On Thursday, February 4, the Windsor Yearbook of Access to Justice, in collaboration with the Windsor Law Cities and Climate Action Forum, will present the annual distinguished lecture series with sociologist Ingrid Waldron; associate professor in the Faculty of Health at Dalhousie University; director of the Environmental Noxiousness, Racial Inequities & Community Health Project (ENRICH); and co-lead of Improving the Health of People of African Descent at Dalhousie’s Healthy Populations Institute.

Dr. Waldron’s research, teaching, community leadership, and advocacy work examines the health and mental health impacts of structural racism and other forms of discrimination in Black, Indigenous, and immigrant communities. She is also the co-founder of a new national Coalition on Anti-Environmental Racism, which is seeking to have a private member’s bill on environmental racism passed by Parliament.

During her lecture, entitled “Mapping Racial Geographies of Violence on the Colonial Landscape,” Waldron will unpack the concept of ‘spatial violence’ to examine the social justice dimensions of race, place, and space in Indigenous and Black communities in Canada.

In considering how hierarchies and intersections of race, culture, gender, income, class, and other social identities are spatialized in the places and spaces where we live, work, and play, she highlights the larger socio-spatial processes that create disproportionate exposure and vulnerability to the harmful social, economic, and health impacts of inequality in Indigenous and Black communities.

Waldron argues that the lived experience of spatial violence and toxic exposure live together, and that it is not possible to understand their impacts in Indigenous and Black communities in isolation. In so doing, she disrupts traditional notions of the environment that are centred on harmonizing cities and nature by engaging in a conceptual re-imagining of the environment as a product of both the symbolic meaning of space and the materiality of space.

Created in 1979, the Windsor Yearbook of Access to Justice was the earliest Canadian journal devoted to the trans-cultural and international study of individuals and groups excluded from the protections of the domestic or international legal orders. The Yearbook is independently refereed, publishes French and English essays and book reviews, is faculty-run and is supported by a distinguished Advisory Board. The online journal is available without subscription to anyone and is published without cost to the author.

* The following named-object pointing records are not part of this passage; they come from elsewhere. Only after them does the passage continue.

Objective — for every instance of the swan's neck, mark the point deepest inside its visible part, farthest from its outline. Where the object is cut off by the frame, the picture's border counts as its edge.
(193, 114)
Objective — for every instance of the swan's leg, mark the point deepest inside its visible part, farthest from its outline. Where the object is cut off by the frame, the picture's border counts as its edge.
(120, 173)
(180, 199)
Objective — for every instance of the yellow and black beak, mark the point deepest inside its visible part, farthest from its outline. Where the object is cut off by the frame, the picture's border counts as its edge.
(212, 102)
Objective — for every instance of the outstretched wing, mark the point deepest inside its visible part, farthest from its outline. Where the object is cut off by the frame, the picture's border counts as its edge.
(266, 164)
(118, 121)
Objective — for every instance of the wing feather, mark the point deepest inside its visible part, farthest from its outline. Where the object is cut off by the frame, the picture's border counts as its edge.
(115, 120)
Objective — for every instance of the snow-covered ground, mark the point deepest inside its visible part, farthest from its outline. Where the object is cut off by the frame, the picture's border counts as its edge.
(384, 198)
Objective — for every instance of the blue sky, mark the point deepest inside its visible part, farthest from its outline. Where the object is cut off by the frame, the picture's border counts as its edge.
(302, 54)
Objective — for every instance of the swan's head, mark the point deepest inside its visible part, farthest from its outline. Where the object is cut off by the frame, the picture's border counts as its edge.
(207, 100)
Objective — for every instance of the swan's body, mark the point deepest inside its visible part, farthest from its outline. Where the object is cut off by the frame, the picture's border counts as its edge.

Launched in 2019 with a start-up grant from the Climate Action Fund of Environment and Climate Change Canada, the Cities & Climate Action Forum at Windsor Law is an interactive platform that seeks to empower youth, other community builders, and municipal governments to work for institutional climate mitigation action at the local level. Upwards of 60 per cent of greenhouse gas emissions are committed or regulated by municipalities; cities must therefore be leaders in finding solutions to the climate crisis.

During its launch event, the forum partnered with the Windsor International Film Festival to co-host a screening of There's Something in the Water: a documentary co-produced by Waldron, actor Elliot Page, Ian Daniel, and Julia Sanderson which tells the story of Waldron’s research and some of the Nova Scotia Black and Indigenous communities who have suffered from environmental racism.

CCAF director Anneke Smit says she is excited to be able to follow up the film screening with a deeper examination of Waldron’s work.

“The 73-minute documentary is available on Netflix; participants are encouraged to view it prior to attending the lecture as an introduction to Dr. Waldron’s talk and her research,” says Dr. Smit.

Thursday’s event will begin at 4:30 p.m. is free and open to the public; attendees are asked to register on Zoom.